Conversion Factor for Flow Between Various Gases

[redsox9887]

Hi Everyone,

I am trying to understand how a certain flow conversion factor was reached. The factor is used to convert Oxygen to Air and vice versa. The source of this conversion factor states:

"The theoretical ratio of Air flow to Oxygen flow is as follows:

(Flow (Air))/(Flow (O_2 ) )=1.0512

1.0512= √(32/28.96)

Where... Molecular Weight of O_2 = 32.00 g/mol
Molecular Weight of Air = 28.96 g/mol"


Based off of the Ideal Gas Law it makes sense that the ratio of flows would be based off of the ratios of molecular weights. I am not sure where the square root term comes in though?

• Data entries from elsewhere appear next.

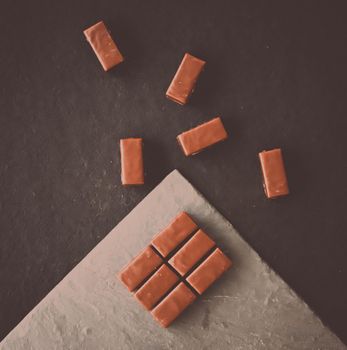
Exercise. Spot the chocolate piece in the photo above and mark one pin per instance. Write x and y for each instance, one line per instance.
(178, 230)
(139, 268)
(274, 175)
(192, 252)
(132, 161)
(183, 83)
(103, 45)
(160, 283)
(202, 136)
(209, 271)
(173, 305)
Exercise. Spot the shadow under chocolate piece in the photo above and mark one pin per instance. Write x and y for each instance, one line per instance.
(103, 45)
(132, 161)
(184, 81)
(173, 305)
(205, 135)
(156, 287)
(274, 174)
(198, 246)
(140, 268)
(167, 292)
(209, 271)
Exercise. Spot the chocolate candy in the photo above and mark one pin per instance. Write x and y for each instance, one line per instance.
(274, 175)
(140, 268)
(156, 287)
(191, 252)
(132, 161)
(185, 79)
(178, 230)
(157, 290)
(173, 305)
(209, 271)
(205, 135)
(103, 45)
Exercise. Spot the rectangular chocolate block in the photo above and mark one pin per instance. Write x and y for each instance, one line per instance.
(173, 305)
(185, 79)
(209, 271)
(103, 45)
(274, 175)
(156, 287)
(132, 161)
(202, 136)
(192, 252)
(178, 230)
(140, 268)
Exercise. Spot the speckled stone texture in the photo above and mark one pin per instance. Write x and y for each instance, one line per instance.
(250, 307)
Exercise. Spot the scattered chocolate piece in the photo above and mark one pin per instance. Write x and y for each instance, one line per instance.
(156, 287)
(139, 268)
(192, 252)
(103, 45)
(178, 230)
(202, 136)
(183, 83)
(173, 305)
(274, 174)
(132, 161)
(209, 271)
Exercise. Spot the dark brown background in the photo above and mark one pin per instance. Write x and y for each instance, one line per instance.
(276, 73)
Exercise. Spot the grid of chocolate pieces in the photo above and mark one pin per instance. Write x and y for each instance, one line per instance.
(181, 262)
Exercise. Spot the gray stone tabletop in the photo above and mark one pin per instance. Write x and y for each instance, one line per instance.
(250, 307)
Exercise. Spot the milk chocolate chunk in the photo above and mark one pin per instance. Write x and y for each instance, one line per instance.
(209, 271)
(202, 136)
(156, 287)
(185, 79)
(173, 305)
(103, 45)
(178, 230)
(139, 268)
(191, 252)
(274, 175)
(132, 161)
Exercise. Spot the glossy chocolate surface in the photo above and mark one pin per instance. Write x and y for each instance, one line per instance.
(173, 305)
(139, 268)
(202, 136)
(209, 271)
(178, 230)
(274, 174)
(185, 79)
(192, 252)
(103, 45)
(132, 161)
(160, 283)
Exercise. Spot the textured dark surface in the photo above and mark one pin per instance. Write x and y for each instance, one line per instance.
(276, 73)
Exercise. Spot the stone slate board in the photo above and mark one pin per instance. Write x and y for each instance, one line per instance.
(249, 308)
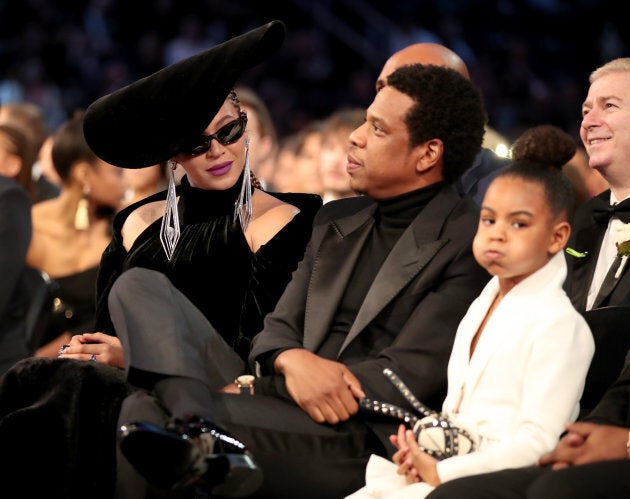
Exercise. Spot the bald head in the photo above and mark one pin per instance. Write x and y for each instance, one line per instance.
(422, 53)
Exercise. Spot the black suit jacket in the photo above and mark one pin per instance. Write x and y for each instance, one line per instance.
(614, 408)
(410, 314)
(586, 237)
(15, 237)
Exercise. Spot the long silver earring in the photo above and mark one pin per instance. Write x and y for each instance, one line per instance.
(169, 232)
(243, 205)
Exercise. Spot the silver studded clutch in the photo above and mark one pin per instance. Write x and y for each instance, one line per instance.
(435, 432)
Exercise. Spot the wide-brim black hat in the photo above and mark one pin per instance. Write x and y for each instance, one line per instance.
(150, 120)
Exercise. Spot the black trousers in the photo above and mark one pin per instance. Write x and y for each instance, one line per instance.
(602, 480)
(169, 338)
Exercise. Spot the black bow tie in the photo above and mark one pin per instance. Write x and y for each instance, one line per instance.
(602, 212)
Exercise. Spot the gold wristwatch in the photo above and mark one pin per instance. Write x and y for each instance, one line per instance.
(245, 384)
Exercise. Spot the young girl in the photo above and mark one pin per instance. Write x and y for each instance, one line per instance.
(521, 353)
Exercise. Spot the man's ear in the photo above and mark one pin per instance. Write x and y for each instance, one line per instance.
(430, 154)
(12, 165)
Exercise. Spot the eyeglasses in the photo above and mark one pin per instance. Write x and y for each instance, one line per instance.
(226, 135)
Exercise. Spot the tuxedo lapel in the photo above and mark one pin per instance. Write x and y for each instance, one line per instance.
(344, 240)
(414, 250)
(588, 240)
(402, 264)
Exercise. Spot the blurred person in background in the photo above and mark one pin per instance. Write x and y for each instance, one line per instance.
(263, 136)
(334, 152)
(29, 120)
(298, 163)
(144, 182)
(487, 164)
(71, 231)
(15, 235)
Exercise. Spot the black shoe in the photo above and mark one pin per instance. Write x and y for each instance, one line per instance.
(196, 452)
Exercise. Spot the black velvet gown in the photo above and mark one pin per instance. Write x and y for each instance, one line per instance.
(212, 264)
(58, 417)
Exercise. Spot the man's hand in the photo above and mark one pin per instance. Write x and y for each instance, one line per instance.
(326, 390)
(587, 443)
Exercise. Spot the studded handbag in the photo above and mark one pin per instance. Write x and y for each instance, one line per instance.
(435, 432)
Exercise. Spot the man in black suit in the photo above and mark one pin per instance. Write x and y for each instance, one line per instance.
(487, 164)
(15, 236)
(596, 451)
(384, 282)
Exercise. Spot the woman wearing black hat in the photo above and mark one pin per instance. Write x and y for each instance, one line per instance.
(227, 246)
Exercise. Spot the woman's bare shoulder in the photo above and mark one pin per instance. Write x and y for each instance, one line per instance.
(269, 217)
(139, 219)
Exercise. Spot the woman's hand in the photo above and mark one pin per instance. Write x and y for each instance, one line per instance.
(98, 347)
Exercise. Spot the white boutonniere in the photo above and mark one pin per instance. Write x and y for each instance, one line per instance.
(623, 247)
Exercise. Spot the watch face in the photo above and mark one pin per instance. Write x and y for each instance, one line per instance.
(245, 380)
(245, 384)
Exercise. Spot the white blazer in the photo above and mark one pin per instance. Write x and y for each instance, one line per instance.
(523, 382)
(525, 377)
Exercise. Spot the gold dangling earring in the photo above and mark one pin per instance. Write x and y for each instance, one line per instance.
(82, 215)
(169, 231)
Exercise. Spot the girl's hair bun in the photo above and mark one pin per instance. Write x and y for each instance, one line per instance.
(544, 144)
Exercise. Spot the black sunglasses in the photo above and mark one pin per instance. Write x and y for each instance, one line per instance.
(226, 135)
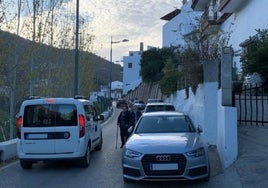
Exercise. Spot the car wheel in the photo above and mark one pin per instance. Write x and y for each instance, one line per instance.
(126, 180)
(99, 146)
(26, 164)
(85, 160)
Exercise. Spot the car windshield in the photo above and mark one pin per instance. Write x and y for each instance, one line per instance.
(164, 124)
(154, 108)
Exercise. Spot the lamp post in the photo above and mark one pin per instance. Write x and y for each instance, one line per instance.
(111, 63)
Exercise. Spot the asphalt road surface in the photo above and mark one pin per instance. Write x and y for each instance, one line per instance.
(104, 171)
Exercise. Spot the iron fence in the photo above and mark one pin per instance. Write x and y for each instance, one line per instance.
(252, 106)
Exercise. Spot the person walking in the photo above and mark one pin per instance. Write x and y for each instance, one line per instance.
(123, 121)
(135, 115)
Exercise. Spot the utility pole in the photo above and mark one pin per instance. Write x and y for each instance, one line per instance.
(76, 50)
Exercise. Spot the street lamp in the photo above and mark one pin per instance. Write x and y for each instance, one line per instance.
(111, 63)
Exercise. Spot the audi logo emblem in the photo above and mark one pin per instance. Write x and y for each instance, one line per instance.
(163, 158)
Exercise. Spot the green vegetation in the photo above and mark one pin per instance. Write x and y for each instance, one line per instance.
(172, 69)
(255, 58)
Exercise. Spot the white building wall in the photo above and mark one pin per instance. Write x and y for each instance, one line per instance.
(131, 75)
(243, 23)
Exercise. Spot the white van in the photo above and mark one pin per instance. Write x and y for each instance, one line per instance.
(57, 129)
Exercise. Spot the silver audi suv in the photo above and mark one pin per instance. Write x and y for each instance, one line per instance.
(165, 146)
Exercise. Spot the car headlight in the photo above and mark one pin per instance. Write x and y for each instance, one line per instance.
(196, 153)
(132, 154)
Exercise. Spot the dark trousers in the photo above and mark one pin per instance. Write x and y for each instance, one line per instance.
(123, 133)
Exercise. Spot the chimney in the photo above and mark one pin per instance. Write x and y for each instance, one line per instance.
(141, 47)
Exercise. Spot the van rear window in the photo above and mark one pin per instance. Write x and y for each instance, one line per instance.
(50, 115)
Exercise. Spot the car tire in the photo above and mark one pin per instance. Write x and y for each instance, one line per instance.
(99, 146)
(85, 160)
(126, 180)
(26, 164)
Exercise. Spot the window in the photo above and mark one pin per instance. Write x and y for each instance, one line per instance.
(129, 65)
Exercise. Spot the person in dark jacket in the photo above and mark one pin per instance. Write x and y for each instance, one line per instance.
(123, 121)
(135, 115)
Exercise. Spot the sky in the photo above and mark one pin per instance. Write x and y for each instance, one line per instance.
(135, 20)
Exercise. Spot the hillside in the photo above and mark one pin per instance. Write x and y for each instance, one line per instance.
(52, 70)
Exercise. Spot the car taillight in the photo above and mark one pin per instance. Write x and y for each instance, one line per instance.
(19, 123)
(82, 124)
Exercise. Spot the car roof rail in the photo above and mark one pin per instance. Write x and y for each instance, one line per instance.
(80, 97)
(34, 97)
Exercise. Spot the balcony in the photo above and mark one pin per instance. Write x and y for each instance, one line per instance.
(221, 17)
(229, 6)
(199, 5)
(208, 19)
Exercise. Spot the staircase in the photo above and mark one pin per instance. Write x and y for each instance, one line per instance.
(145, 91)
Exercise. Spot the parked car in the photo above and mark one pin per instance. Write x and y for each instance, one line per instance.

Some further information: I am measuring the flow rate through an orifice using air and now I am trying to find what the equivalent flow rate in oxygen would be. My temperature is the same for both gases, specified at 70°F. My upstream pressure is 69.7 psia and my downstream pressure is 14.7 psia. I am trying to find flow rate in LPM with a specified Temp and Pressure.

 

[boneh3ad]

It comes, most likely, from the fact that the speed of the sound in an ideal gas depends on, among other things, the square root of the specific gas constant. The speed of sound in an ideal gas is
$$a = \sqrt{\gamma R T}$$
where $R = \bar{R}/m$ is the specific gas constant and $m$ is the molecular weight of the gas. So, naturally speaking, if you have two gases flowing at a constant Mach number, $M=u/a$, then the velocity is $u = Ma$ and the ratio of the two velocities are
$$\dfrac{u_1}{u_2} = \dfrac{a_1}{a_2} = \dfrac{\sqrt{\gamma R_1 T} }{\sqrt{\gamma R_2 T}} = \dfrac{\sqrt{\gamma \bar{R} T} }{\sqrt{\gamma \bar{R} T}}\dfrac{m_2}{m_1} = \dfrac{m_2}{m_1}.$$

Be careful here, though, because this all assumes that the gases have the save value for $\gamma = c_p/c_v$, which is approximately true for air and oxygen since both are diatomic (or at least, with air, mostly diatomic), but is not true in general. For the case of, say, air and carbon dioxide, the value of $\gamma$ will change and so not only will the numerator and denominator above not cancel out so nicely, but the Mach number wouldn't be the same in the first place since the isentropic relations governing the flow involve various incarnations of that quantity.